Libération

Je me suis peu exprimé ici sur les évènements survenus à New York le 14 mai – c’est à dire sur la mise en cause de Dominique Strauss-Kahn par Cyrus Vance, le Procureur de cet Etat, à partir des allégations de Nafisatou Diallo. D’abord, parce que j’ai eu l’occasion de le faire souvent, longuement, dans les médias. Ensuite et surtout parce que je ne souhaitais pas, sur le forum qu’est ce blog, porter un jugement quelconque sur une procédure judiciaire en cours ou susciter une éventuelle polémique. La décision de non-lieu prise hier par le tribunal, après l’abandon des charges suggéré par le Procureur, me permet désormais un commentaire.

Dominique Strauss-Kahn, désormais, retrouve une totale liberté – de mouvement, de pensée, de parole : je m’en réjouis.

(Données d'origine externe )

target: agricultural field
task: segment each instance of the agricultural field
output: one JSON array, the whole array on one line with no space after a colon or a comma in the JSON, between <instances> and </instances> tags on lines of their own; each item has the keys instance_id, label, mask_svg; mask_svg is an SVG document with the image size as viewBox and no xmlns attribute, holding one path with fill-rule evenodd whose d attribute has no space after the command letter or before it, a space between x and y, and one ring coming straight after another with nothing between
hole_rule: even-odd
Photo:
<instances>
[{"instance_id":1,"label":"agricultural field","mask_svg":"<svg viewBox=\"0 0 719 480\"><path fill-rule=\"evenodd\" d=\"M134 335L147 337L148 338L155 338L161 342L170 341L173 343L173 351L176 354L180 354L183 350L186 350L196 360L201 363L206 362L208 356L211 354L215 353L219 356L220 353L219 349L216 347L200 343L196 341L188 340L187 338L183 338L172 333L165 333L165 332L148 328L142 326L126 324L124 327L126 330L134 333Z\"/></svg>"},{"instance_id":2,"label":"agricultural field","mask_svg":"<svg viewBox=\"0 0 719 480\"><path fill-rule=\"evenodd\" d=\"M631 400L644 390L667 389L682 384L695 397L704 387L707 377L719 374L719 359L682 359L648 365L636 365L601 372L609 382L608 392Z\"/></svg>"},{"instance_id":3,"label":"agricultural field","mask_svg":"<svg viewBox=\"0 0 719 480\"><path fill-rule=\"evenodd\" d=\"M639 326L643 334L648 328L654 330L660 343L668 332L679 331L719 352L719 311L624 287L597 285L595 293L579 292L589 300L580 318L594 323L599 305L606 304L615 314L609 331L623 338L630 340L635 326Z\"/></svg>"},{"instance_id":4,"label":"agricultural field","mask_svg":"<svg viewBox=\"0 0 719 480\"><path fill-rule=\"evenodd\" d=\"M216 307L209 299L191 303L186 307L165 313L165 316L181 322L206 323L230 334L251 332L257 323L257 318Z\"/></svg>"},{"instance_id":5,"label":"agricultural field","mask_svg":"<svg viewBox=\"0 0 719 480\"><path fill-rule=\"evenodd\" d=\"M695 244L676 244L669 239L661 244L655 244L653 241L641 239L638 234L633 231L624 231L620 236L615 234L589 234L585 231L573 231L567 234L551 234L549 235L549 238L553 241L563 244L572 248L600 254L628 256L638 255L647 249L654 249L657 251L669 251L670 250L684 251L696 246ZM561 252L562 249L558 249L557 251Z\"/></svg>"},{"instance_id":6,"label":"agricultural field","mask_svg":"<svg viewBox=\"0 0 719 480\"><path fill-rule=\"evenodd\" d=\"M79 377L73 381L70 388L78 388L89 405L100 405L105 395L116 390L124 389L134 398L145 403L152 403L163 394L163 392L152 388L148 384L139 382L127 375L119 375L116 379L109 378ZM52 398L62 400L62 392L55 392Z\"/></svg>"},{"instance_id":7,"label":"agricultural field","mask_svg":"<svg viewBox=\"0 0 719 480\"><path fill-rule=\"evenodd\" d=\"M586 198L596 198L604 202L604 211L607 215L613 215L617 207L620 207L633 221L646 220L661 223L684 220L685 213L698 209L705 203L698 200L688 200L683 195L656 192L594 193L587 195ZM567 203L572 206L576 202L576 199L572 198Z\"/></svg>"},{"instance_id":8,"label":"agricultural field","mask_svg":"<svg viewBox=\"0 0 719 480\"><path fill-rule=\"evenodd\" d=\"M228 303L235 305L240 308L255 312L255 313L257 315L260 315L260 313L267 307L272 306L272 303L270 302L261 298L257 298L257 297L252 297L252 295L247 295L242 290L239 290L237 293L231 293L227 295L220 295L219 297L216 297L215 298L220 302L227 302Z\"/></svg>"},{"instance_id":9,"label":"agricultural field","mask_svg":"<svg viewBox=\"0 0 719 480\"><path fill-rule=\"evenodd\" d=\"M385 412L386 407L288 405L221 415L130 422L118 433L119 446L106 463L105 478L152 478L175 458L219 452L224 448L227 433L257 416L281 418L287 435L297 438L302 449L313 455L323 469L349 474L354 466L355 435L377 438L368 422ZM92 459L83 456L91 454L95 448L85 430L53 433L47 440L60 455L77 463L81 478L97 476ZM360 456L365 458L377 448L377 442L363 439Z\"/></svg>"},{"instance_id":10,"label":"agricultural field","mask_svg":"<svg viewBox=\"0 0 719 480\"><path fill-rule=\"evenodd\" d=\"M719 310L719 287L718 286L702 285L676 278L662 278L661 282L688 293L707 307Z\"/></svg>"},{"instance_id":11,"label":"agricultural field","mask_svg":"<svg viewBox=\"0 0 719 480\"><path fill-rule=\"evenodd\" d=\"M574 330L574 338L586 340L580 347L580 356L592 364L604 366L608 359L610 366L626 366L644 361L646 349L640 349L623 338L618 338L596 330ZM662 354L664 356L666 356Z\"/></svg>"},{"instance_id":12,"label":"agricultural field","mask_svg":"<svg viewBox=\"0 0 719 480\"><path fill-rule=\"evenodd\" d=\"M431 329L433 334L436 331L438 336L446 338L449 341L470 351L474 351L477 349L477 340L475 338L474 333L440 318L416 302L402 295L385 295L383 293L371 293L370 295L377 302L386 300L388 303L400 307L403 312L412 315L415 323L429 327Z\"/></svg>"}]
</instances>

Ma réaction est d’abord et avant tout une réaction amicale. Je pense à Dominique Strauss-Kahn, à sa famille, à Anne Sinclair, à leurs enfants : ils sortent d’une épreuve judiciaire et personnelle, d’un cauchemar. Je suis heureux de cette issue, elle est pour moi comme pour beaucoup de Français, et d’abord de socialistes, un soulagement, une véritable libération. C’est ce que tous nos responsables ont exprimé à l’unisson, avec sincérité. Dominique Strauss-Kahn, désormais, retrouve une totale liberté – de mouvement, de pensée, de parole : je m’en réjouis. Je souhaite que cette décision judiciaire soit pleinement respectée : c’est une question de principe, c’est une question humaine. Les charges ne sont pas à moitié levées, elles sont abandonnées, le soupçon ne saurait perdurer, quelles qu’en soient les motivations, pour certaines très malsaines – la recherche de la vengeance, la quête de l’argent, la volonté de provoquer un discrédit.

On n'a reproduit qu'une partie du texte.